Latter I will get the stuff about the exhibit out of the car, and take pictures about it. I had the most marvelous timing, got there just in time for a curator talk on the exhibit! And I got to wear a blue tooth thingy so I could actually hear what the curator was saying!
I learned a lot of things I didn't know before. Her name is something like Maria Sybil Merriam. I always thought she divorced her husband because he was a loser, lowlife, cheater or something. Turns out that we don't know why she divorced him. She joined a Utopian christian community, and her husband went with her. She contrived to have him left outside the gates, locked out. Supposedly he went mad waiting for her to take him back (but he remarried six years after their divorce, so it can't been that bad). She gave the community everything she had, and six years later it went bust. She had nothing. Moved to Amsterdam and started a business, supplying specimens, and art supplies to people.
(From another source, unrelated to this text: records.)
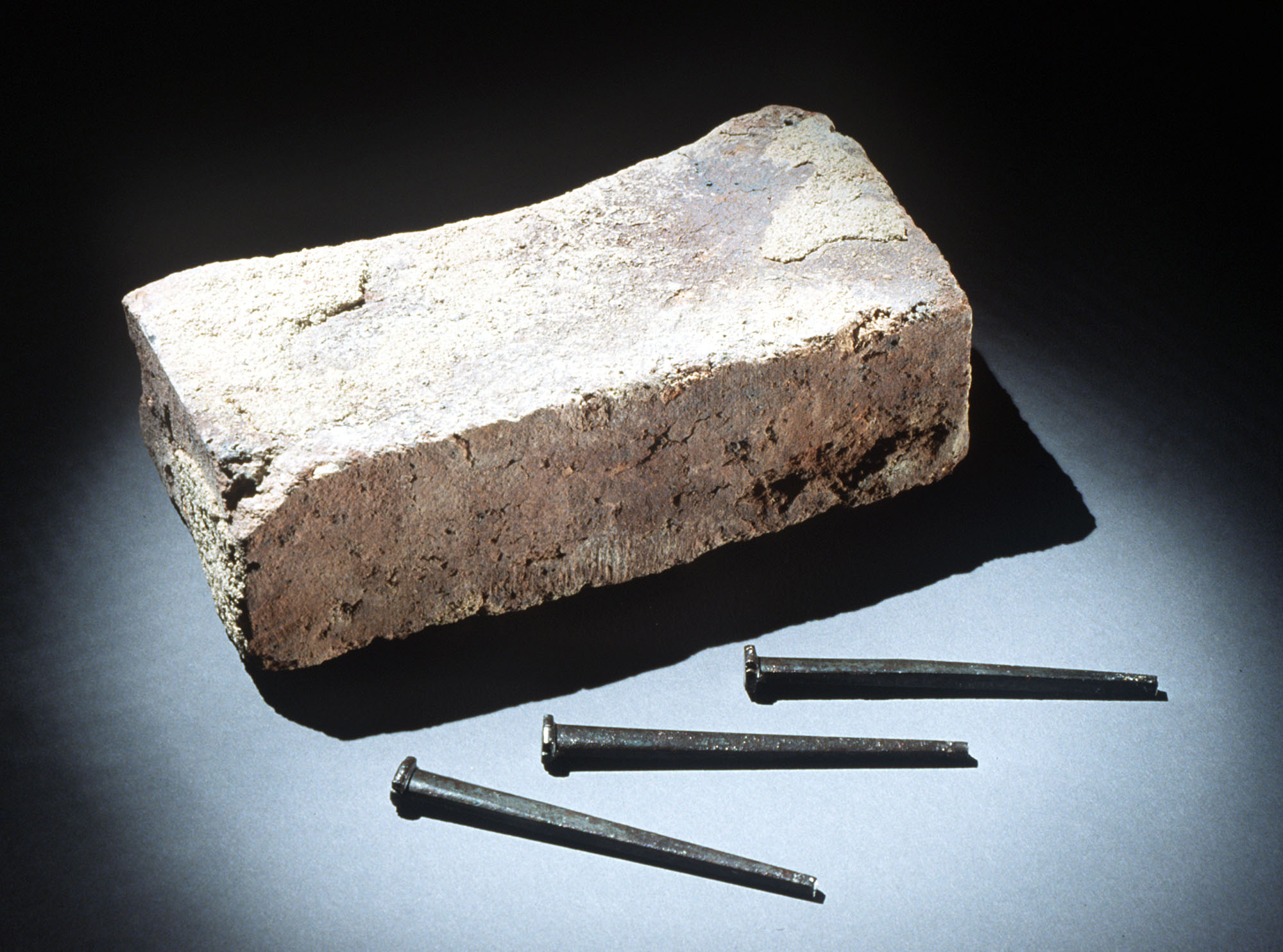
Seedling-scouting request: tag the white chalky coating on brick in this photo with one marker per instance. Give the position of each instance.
(330, 353)
(846, 198)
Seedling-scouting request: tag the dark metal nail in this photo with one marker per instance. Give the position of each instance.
(777, 679)
(419, 794)
(569, 747)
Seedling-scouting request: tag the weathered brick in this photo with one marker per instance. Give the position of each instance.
(377, 438)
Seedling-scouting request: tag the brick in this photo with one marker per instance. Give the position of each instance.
(377, 438)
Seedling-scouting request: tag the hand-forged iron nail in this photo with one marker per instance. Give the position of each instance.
(419, 794)
(776, 679)
(569, 747)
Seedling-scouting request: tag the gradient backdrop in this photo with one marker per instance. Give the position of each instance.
(1107, 196)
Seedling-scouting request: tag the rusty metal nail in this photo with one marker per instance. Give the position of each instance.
(569, 747)
(777, 679)
(419, 794)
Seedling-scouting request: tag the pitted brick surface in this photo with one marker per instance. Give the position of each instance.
(380, 437)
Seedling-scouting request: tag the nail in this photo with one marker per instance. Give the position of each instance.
(569, 747)
(777, 679)
(419, 794)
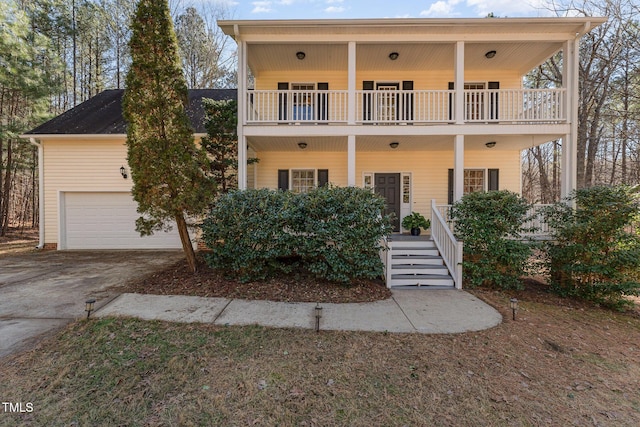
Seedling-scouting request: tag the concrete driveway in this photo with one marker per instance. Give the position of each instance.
(40, 292)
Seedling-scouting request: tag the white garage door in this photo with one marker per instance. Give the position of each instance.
(107, 221)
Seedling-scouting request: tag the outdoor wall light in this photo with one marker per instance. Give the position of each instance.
(318, 316)
(88, 306)
(513, 303)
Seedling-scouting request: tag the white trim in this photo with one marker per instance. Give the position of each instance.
(315, 176)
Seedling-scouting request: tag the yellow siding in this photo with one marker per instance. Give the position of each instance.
(428, 169)
(427, 80)
(271, 161)
(80, 165)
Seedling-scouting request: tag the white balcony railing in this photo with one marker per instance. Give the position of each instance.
(511, 105)
(405, 106)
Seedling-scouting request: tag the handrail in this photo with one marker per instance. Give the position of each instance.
(537, 106)
(450, 248)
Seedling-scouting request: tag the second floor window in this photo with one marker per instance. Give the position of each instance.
(302, 101)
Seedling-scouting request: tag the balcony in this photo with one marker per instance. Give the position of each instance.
(397, 107)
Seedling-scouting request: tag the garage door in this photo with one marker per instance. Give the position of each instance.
(107, 221)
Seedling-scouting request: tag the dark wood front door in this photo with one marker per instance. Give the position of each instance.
(388, 186)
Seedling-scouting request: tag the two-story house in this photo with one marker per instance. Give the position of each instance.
(421, 110)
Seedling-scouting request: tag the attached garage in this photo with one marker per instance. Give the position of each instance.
(106, 220)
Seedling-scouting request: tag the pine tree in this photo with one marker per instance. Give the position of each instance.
(169, 183)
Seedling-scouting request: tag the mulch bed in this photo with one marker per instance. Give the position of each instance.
(178, 280)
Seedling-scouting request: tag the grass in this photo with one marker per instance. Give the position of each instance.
(556, 365)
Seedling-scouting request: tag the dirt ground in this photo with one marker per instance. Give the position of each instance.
(18, 241)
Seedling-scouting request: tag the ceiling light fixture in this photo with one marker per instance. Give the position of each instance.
(490, 54)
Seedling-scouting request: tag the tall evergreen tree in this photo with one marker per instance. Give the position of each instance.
(169, 183)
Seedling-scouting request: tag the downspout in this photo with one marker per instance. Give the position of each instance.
(40, 191)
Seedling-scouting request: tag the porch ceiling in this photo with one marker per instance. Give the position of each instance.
(405, 143)
(520, 57)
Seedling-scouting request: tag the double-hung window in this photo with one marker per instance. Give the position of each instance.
(303, 180)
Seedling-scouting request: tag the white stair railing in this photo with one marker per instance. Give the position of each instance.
(450, 248)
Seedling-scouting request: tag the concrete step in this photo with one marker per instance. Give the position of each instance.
(414, 251)
(411, 243)
(417, 259)
(419, 269)
(421, 280)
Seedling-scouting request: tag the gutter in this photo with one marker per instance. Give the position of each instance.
(40, 191)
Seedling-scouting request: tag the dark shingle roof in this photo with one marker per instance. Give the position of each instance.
(102, 114)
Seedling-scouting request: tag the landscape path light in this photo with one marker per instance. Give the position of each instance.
(88, 306)
(513, 303)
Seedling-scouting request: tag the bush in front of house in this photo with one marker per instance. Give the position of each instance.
(491, 225)
(594, 253)
(332, 232)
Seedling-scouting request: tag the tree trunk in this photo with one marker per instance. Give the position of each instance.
(187, 247)
(4, 214)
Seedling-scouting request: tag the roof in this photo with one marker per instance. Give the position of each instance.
(488, 28)
(102, 114)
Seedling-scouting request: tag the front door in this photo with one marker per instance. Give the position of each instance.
(388, 186)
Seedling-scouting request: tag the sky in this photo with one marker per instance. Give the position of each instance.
(353, 9)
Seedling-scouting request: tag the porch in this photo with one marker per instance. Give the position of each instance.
(434, 261)
(402, 107)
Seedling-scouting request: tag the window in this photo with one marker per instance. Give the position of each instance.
(474, 94)
(368, 181)
(473, 180)
(302, 101)
(303, 180)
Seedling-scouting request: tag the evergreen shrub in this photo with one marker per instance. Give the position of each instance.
(491, 225)
(594, 253)
(333, 233)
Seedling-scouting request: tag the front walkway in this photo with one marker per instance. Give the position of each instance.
(421, 311)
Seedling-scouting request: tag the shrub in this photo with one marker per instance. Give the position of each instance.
(331, 232)
(490, 225)
(593, 255)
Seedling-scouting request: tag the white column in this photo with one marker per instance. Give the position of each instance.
(569, 167)
(351, 84)
(459, 82)
(458, 168)
(351, 160)
(351, 114)
(242, 93)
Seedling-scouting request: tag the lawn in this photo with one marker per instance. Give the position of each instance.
(559, 363)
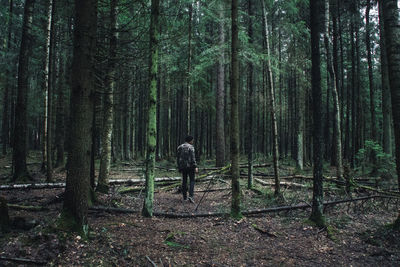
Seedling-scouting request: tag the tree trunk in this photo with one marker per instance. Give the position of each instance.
(220, 101)
(147, 210)
(373, 125)
(386, 106)
(20, 170)
(108, 102)
(336, 107)
(318, 199)
(392, 41)
(235, 204)
(250, 104)
(271, 97)
(5, 119)
(76, 200)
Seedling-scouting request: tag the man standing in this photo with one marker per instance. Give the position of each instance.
(186, 160)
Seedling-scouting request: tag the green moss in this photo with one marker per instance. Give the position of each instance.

She was supporting her two daughters and her mom. Then, about 3 to six years later, she went off to South America with one of her daughters. Didn't quite work out like she planned. She wanted to stay for an number of years, but got malaria, and had to go back to Europe. Couldn't traps off to the jungle like she wanted, was too dense. So the Indians bought her stuff. But not everything of their life cycle. So she had to guess in her paintings. She was know for being lifelike and accurate in her depictions, and she was one of the first to include all parts of the life cycle of the subjects, instead of laid out, adult, dead, numbered and pinned.
Her daughters continued her work, one of then going back to S.A. and sending stuff to the sister in the Netherlands. Man, I wished I had bought the book, but, no, I lost my ATM card this morning at the gas station and I was/am aware of needing cash money. All I bought was a motion pen, Bah!!! Maybe I can get it from the library.